MHD: Multi-storey warehouses are starting to take off in Australia largely due to last-mile logistics and restricted warehouse space near conurbations. In Asia, multi-storey warehousing is common because of restrictions in space. What is your view on multi-storey warehousing?

KEVIN: The closer you get to conurbations, the more expensive the land and the plots get smaller – multi-level is a good option for some, but it is expensive to build. In Asia, most multi-storey warehouses are multi-use or multi-tenanted. In this case, the warehouse needs a road delivery system for each level. In a single-tenancy, multi-site warehouse, the floor levels can be serviced by an integrated system of lifts and conveyors with no need for an expensive and space-wasting access road and delivery levels.

MHD: It is interesting that ceiling height is not necessarily a requirement these days, especially if the AMR (Amazon-type) goods-to-person solution is used. However, with solutions like Geek+ that can now reach 10m or more, should ceiling height still be considered for new developments to future-proof the building?

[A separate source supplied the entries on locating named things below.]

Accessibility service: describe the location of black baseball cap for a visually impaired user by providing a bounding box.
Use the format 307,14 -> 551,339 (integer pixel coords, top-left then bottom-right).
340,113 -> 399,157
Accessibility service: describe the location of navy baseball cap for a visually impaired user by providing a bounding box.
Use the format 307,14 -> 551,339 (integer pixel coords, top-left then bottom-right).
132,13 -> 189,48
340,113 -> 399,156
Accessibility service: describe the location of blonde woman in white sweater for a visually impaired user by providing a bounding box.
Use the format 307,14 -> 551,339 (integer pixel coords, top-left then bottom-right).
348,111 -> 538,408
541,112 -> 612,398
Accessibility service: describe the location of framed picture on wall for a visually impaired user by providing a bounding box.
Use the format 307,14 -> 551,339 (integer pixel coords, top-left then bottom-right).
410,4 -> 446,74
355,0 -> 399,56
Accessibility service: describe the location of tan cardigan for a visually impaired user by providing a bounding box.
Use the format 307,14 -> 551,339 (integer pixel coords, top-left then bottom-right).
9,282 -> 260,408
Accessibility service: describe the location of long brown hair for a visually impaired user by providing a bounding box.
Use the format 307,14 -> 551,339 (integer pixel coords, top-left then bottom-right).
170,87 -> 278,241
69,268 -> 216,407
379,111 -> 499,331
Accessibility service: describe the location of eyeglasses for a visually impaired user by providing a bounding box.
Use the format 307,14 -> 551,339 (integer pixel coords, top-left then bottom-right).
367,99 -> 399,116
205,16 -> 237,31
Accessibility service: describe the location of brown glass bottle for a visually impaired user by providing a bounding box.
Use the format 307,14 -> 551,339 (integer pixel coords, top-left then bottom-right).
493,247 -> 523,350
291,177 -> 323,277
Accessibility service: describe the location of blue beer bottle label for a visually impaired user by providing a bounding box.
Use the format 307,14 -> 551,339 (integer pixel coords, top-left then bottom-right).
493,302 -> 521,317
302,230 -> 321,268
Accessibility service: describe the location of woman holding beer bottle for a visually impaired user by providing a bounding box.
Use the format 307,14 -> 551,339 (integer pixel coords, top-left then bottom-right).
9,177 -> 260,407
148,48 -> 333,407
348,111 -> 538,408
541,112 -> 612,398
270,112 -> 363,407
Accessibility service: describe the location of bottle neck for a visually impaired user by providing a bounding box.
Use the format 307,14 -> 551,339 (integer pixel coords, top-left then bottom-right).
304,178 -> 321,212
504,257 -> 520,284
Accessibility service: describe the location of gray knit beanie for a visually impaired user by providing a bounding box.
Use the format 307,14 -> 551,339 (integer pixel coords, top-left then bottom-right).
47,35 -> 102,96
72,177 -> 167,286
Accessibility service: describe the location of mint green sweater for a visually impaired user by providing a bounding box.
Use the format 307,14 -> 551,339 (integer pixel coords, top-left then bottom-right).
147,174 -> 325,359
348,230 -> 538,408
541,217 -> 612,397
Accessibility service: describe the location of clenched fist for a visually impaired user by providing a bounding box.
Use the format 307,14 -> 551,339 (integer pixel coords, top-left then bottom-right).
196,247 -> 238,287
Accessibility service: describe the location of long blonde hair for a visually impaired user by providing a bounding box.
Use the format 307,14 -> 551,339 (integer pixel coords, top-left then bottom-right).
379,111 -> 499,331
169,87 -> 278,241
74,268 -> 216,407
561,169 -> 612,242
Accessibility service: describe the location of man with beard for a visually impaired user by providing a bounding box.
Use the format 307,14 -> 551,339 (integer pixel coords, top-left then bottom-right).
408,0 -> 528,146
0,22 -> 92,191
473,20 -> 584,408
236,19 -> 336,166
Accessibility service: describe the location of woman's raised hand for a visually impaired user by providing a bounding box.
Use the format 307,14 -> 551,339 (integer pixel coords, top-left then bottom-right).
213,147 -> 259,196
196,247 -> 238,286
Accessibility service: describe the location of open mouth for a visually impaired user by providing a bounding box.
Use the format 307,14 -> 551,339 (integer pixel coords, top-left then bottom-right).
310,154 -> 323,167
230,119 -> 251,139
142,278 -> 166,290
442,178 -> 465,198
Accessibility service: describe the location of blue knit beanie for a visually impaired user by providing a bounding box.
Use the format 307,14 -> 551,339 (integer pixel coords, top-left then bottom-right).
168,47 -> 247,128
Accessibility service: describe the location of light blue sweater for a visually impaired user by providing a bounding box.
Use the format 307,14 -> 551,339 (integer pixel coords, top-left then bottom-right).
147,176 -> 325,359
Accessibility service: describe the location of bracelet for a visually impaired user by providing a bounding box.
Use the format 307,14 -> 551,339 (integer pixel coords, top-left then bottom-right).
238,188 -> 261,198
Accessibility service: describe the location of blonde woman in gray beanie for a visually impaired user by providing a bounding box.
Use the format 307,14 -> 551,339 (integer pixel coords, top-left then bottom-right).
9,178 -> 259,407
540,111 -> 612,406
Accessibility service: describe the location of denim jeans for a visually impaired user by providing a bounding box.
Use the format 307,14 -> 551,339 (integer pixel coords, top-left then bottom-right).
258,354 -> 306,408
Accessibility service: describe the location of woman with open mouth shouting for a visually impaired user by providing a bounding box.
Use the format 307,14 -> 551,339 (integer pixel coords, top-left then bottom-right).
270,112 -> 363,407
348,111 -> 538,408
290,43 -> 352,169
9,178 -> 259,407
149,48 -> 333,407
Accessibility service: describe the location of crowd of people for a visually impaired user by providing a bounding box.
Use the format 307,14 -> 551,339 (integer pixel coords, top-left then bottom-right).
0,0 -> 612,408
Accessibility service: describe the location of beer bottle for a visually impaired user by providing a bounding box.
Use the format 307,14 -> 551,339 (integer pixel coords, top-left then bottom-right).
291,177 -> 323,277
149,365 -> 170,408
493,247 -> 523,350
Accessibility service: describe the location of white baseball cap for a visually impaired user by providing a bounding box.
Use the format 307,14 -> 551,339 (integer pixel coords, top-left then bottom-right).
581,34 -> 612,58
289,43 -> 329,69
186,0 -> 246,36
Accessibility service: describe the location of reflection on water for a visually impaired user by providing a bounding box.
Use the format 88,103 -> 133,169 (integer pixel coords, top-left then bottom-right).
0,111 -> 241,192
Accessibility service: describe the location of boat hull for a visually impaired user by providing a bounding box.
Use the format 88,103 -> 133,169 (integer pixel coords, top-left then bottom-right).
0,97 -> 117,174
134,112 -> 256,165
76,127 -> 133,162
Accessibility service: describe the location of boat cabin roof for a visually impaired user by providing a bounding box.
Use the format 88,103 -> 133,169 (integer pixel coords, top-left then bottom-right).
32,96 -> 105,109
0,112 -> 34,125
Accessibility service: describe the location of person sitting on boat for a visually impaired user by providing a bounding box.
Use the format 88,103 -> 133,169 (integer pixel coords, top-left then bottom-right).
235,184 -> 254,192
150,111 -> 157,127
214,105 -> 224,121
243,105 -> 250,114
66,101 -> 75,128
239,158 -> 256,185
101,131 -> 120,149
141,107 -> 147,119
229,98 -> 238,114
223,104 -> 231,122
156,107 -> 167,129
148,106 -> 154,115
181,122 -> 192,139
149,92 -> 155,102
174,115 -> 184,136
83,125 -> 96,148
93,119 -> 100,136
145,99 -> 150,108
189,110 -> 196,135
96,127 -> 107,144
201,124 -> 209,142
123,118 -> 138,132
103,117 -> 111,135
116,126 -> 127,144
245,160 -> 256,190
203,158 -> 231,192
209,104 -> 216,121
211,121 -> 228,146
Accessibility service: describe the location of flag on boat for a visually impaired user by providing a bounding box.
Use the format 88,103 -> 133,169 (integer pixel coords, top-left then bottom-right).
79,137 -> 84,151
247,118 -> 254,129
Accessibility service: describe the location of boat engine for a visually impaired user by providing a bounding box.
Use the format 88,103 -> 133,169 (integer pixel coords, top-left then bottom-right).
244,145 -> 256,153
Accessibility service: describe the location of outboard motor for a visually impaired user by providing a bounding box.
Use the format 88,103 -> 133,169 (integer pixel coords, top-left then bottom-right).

KEVIN: Indeed, the envelope can be filled with mezzanine levels if clients want to fill a high-level warehouse. Developers will be looking at flexibility. One question for developers would be whether to build the floor before knowing what systems will be installed, as a speculatively designed floor may not be suitable—for example, consideration of loads from mezzanine columns. There is plenty of discussion about reaching carbon-neutral buildings, but ripping out brand-new concrete floors and re-laying them is doing nothing to reduce the carbon footprint.

MHD: What should a logistics operator consider when looking at automation?

KEVIN: The first question to ask is if the building is Greenfield or Brownfield. With Greenfield, there is the opportunity to change the floor design to meet the specific requirements of the automation system. There is no such thing as a robot-ready floor, as they all have different requirements. On brownfield sites, a condition survey of the floor is paramount. This will include flatness testing, joint condition and type, and load capacity, to name a few. Then consideration of the necessary remedial works to the floor to ensure the best performance of the automation system.